For an update on the debate among Democrats about whether or not to impeach Trump, read Graham Vyse’s New Republic article “The Impeachment Litmus Test Is Dividing Democrats,” in which he notes, ““An impeachable offense is whatever a majority of the House of Representatives considers it to be at a given moment in history,” said Gerald Ford, then the House minority leader, in 1970. The Republican Party almost certainly won’t remove Trump from power before the midterm elections next fall, but Democrats are on firm ground calling for the GOP to do so. Scholars are building a case against Trump based on obstruction of justice, conflicts of interest, and corruption, but as Slate’s Jacob Weisberg wrote back in May, the constitutional phrase “high crimes and misdemeanors” may well cover “a much wider range of presidential abuses.” Veteran Washington journalist Elizabeth Drew, author of a book on Watergate, made a similar point last week. “A president can be held accountable for actions that aren’t necessarily crimes. A crime might be an impeachable offense—but not all impeachable offenses are crimes,” she wrote at The Daily Beast. “Impeachment isn’t a process by which an established set of principles is enforced. There’s no tablet to be taken down from on high and followed; there’s no code of offenses for which a president can be charged. There are precedents, but they’re not binding, which is a good thing.”

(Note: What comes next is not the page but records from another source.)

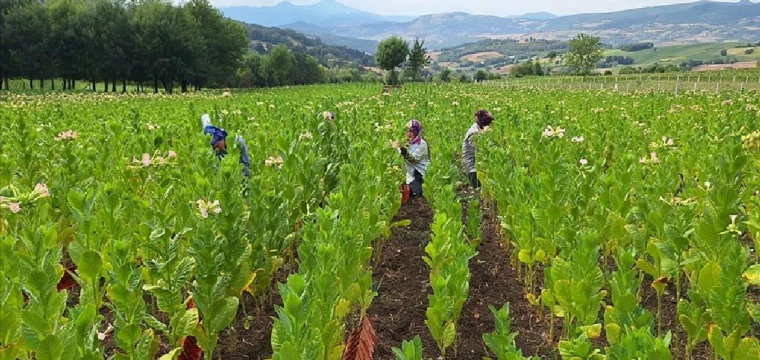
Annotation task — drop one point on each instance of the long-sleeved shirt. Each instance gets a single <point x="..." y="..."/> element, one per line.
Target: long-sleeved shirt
<point x="417" y="158"/>
<point x="468" y="149"/>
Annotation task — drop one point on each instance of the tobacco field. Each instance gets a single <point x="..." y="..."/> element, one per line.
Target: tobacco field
<point x="609" y="226"/>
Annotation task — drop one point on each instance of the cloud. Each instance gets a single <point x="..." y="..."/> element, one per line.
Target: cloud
<point x="488" y="7"/>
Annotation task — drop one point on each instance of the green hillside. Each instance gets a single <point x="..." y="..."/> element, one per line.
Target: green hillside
<point x="680" y="53"/>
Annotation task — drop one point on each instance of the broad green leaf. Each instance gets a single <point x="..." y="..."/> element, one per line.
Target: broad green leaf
<point x="754" y="311"/>
<point x="343" y="307"/>
<point x="592" y="331"/>
<point x="709" y="277"/>
<point x="524" y="256"/>
<point x="35" y="322"/>
<point x="225" y="315"/>
<point x="449" y="334"/>
<point x="748" y="349"/>
<point x="646" y="267"/>
<point x="90" y="266"/>
<point x="613" y="333"/>
<point x="186" y="323"/>
<point x="171" y="355"/>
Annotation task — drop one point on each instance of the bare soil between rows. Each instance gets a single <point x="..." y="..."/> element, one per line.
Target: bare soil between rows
<point x="402" y="281"/>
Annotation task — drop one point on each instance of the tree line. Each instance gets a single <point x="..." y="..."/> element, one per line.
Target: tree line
<point x="144" y="42"/>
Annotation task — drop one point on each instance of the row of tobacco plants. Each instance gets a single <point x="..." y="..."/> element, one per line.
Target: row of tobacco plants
<point x="605" y="198"/>
<point x="122" y="235"/>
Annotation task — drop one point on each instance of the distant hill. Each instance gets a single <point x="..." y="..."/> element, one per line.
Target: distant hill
<point x="263" y="39"/>
<point x="364" y="45"/>
<point x="534" y="16"/>
<point x="698" y="22"/>
<point x="323" y="13"/>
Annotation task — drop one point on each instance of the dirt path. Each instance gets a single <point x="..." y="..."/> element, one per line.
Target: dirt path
<point x="403" y="284"/>
<point x="494" y="282"/>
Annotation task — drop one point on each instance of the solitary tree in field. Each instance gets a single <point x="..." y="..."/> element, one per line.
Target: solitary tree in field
<point x="418" y="58"/>
<point x="446" y="74"/>
<point x="391" y="53"/>
<point x="585" y="52"/>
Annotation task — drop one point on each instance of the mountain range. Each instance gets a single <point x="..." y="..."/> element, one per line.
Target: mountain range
<point x="338" y="24"/>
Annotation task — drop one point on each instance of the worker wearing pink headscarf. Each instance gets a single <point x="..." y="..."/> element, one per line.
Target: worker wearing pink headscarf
<point x="416" y="158"/>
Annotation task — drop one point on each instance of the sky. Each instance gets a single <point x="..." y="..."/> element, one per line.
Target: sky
<point x="489" y="7"/>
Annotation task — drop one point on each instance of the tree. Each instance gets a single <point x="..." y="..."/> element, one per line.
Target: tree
<point x="225" y="41"/>
<point x="585" y="51"/>
<point x="25" y="35"/>
<point x="418" y="59"/>
<point x="446" y="75"/>
<point x="278" y="65"/>
<point x="537" y="69"/>
<point x="391" y="53"/>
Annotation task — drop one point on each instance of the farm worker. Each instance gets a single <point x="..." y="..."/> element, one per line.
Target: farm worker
<point x="219" y="143"/>
<point x="483" y="119"/>
<point x="416" y="158"/>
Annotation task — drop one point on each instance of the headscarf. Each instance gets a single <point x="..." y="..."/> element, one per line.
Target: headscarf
<point x="328" y="115"/>
<point x="415" y="127"/>
<point x="483" y="118"/>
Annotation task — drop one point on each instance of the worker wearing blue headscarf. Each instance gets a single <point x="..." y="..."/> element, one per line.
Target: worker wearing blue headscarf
<point x="219" y="143"/>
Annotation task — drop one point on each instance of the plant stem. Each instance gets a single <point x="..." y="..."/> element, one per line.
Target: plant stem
<point x="659" y="315"/>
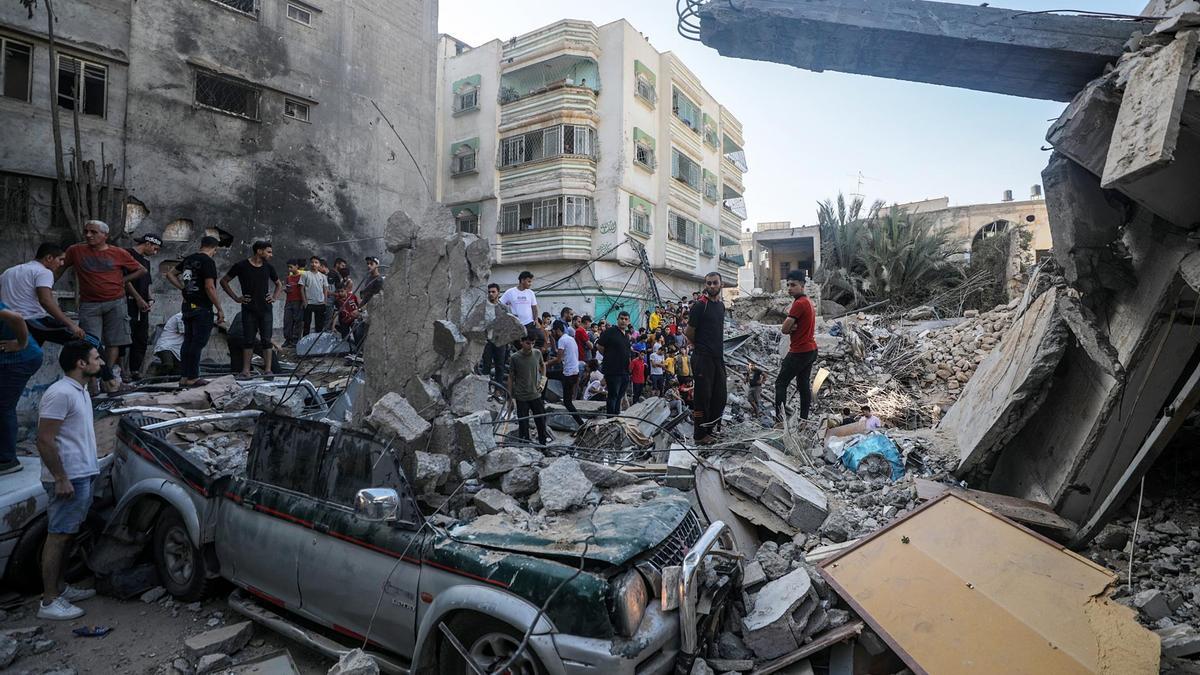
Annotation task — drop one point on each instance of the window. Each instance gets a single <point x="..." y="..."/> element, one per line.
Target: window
<point x="545" y="143"/>
<point x="639" y="220"/>
<point x="463" y="160"/>
<point x="295" y="109"/>
<point x="83" y="85"/>
<point x="244" y="5"/>
<point x="684" y="109"/>
<point x="13" y="199"/>
<point x="643" y="155"/>
<point x="466" y="100"/>
<point x="227" y="95"/>
<point x="550" y="211"/>
<point x="684" y="169"/>
<point x="16" y="70"/>
<point x="682" y="230"/>
<point x="645" y="90"/>
<point x="298" y="13"/>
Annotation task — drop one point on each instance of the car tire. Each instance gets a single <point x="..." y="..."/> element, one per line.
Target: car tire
<point x="181" y="567"/>
<point x="490" y="641"/>
<point x="25" y="562"/>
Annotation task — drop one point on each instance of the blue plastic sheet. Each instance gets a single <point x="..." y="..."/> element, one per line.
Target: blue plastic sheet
<point x="874" y="444"/>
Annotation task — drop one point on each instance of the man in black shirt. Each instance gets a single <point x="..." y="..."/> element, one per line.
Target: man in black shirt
<point x="613" y="344"/>
<point x="197" y="276"/>
<point x="255" y="275"/>
<point x="706" y="330"/>
<point x="138" y="303"/>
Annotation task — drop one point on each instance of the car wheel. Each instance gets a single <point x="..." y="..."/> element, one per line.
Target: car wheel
<point x="489" y="643"/>
<point x="180" y="565"/>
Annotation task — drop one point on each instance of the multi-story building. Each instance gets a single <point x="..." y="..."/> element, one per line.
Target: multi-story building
<point x="574" y="148"/>
<point x="249" y="119"/>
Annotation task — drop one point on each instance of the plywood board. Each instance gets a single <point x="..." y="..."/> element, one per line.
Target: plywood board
<point x="1147" y="126"/>
<point x="954" y="587"/>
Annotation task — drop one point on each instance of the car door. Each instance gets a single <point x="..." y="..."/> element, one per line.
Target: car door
<point x="359" y="575"/>
<point x="265" y="519"/>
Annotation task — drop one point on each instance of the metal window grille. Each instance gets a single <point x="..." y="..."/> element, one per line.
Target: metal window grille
<point x="16" y="70"/>
<point x="227" y="95"/>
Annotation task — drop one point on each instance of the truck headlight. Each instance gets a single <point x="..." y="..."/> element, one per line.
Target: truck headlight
<point x="629" y="601"/>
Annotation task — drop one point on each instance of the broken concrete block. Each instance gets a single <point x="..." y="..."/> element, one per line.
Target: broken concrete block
<point x="767" y="631"/>
<point x="502" y="460"/>
<point x="227" y="639"/>
<point x="490" y="501"/>
<point x="1152" y="603"/>
<point x="563" y="485"/>
<point x="355" y="662"/>
<point x="1180" y="640"/>
<point x="477" y="435"/>
<point x="395" y="418"/>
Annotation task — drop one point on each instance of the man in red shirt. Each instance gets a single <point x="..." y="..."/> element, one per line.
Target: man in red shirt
<point x="102" y="273"/>
<point x="802" y="352"/>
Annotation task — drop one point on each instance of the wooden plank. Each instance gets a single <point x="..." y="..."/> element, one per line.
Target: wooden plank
<point x="826" y="639"/>
<point x="1147" y="454"/>
<point x="1147" y="126"/>
<point x="1036" y="514"/>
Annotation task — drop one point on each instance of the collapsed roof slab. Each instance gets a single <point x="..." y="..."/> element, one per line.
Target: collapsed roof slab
<point x="1035" y="55"/>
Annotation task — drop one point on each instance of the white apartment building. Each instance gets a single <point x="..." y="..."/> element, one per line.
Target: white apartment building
<point x="577" y="143"/>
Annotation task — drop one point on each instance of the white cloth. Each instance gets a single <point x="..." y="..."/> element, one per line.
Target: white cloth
<point x="313" y="284"/>
<point x="570" y="351"/>
<point x="521" y="303"/>
<point x="19" y="285"/>
<point x="69" y="400"/>
<point x="172" y="336"/>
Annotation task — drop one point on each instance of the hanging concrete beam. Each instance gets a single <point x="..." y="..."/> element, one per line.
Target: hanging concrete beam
<point x="1024" y="54"/>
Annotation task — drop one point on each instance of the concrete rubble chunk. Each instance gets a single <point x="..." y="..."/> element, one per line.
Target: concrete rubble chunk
<point x="227" y="639"/>
<point x="563" y="485"/>
<point x="397" y="419"/>
<point x="355" y="662"/>
<point x="502" y="460"/>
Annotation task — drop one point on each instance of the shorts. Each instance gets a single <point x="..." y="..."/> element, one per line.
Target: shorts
<point x="261" y="323"/>
<point x="109" y="321"/>
<point x="65" y="515"/>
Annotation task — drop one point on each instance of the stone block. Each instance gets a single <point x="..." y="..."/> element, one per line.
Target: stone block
<point x="227" y="639"/>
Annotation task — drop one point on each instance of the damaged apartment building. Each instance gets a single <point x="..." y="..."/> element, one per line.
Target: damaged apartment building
<point x="306" y="123"/>
<point x="1099" y="372"/>
<point x="577" y="142"/>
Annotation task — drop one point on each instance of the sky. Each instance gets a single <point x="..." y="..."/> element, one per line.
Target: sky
<point x="811" y="135"/>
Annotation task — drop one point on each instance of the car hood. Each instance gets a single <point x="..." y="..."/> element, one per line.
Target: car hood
<point x="630" y="521"/>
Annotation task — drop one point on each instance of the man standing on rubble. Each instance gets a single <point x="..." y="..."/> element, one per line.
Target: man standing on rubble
<point x="526" y="369"/>
<point x="256" y="276"/>
<point x="613" y="345"/>
<point x="706" y="332"/>
<point x="802" y="351"/>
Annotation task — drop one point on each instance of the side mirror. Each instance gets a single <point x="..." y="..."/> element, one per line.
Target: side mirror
<point x="377" y="505"/>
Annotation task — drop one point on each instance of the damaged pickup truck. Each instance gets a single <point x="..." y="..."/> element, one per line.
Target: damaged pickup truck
<point x="322" y="533"/>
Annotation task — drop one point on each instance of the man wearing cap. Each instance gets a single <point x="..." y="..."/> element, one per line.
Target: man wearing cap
<point x="139" y="302"/>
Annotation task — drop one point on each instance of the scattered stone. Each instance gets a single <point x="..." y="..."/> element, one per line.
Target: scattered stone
<point x="563" y="485"/>
<point x="228" y="639"/>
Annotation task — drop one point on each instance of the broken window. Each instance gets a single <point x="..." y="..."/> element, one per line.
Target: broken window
<point x="16" y="70"/>
<point x="227" y="95"/>
<point x="297" y="12"/>
<point x="83" y="85"/>
<point x="295" y="109"/>
<point x="13" y="199"/>
<point x="684" y="169"/>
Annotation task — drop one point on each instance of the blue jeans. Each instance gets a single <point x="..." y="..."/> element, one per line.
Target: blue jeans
<point x="13" y="377"/>
<point x="197" y="328"/>
<point x="617" y="386"/>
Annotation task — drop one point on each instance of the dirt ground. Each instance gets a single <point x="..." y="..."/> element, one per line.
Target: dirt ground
<point x="145" y="638"/>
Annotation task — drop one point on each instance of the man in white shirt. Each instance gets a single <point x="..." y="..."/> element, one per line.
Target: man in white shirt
<point x="523" y="304"/>
<point x="569" y="356"/>
<point x="66" y="441"/>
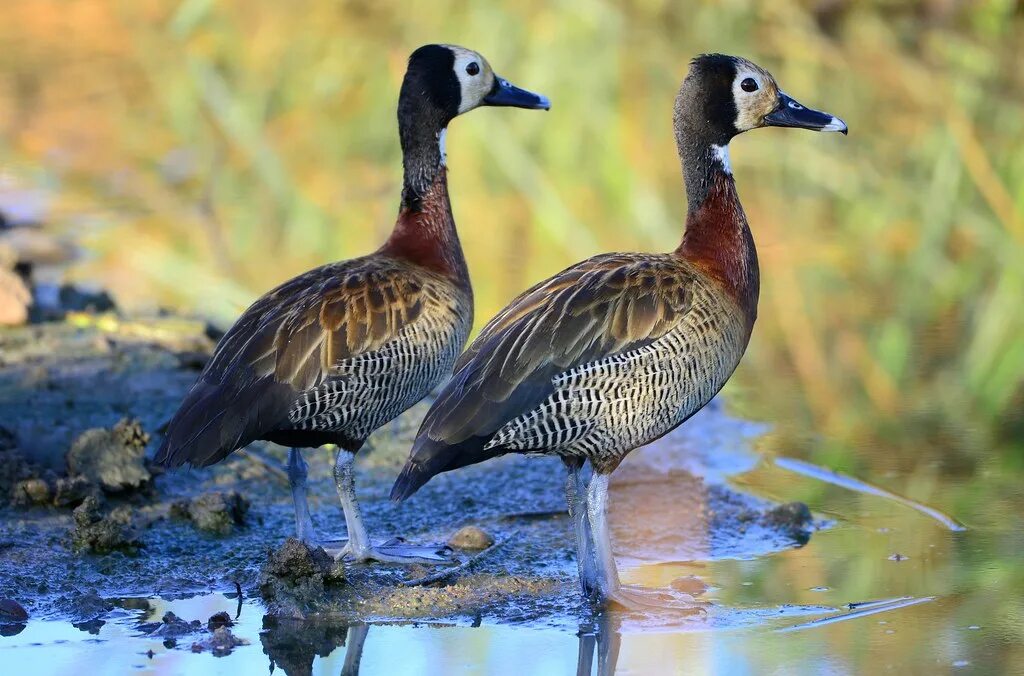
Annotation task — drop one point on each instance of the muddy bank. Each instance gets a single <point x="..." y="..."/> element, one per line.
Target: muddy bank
<point x="138" y="533"/>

At Talking Points Memo, Caitlin MacNeal reports that “A bipartisan group of governors on Wednesday night sent a letter to Congressional leaders urging them to pass legislation to stabilize Obamacare’s individual health market….“We urge Congress to quickly pass legislation to stabilize our private health insurance markets and make quality health insurance more available and affordable,” the governors wrote in the letter.The governors support the agreement reached by Sen. Lamar Alexander (R-TN) and Sen. Patty Murray (D-WA) to restore the subsidies to insurers cut off by the Trump administration this month. They called for the government to fund the cost sharing reduction (CSR) payments through 2019. The governors warned that nixing the CSR payments will raise premiums and cause insurers to leave the marketplace, citing a Congressional Budget Office report predicting a premium spike.”

CNN’s Jake Tapper provided an instructive lesson for his fellow journalists on how to respond when attacked by right-wing media types. As Mary Hui reports at The Washington Post, “CNN’s Jake Tapper and former Fox News host Bill O’Reilly traded blows on Twitter late Wednesday afternoon, after O’Reilly taunted Tapper’s ratings for being “as low as you can go.”…Minutes after O’Reilly’s tweet, Tapper fired back at O’Reilly….“ ‘Low’ would be sexually harassing staffers and then getting fired for it — humiliated in front of the world,” he wrote…Now THAT would be low.”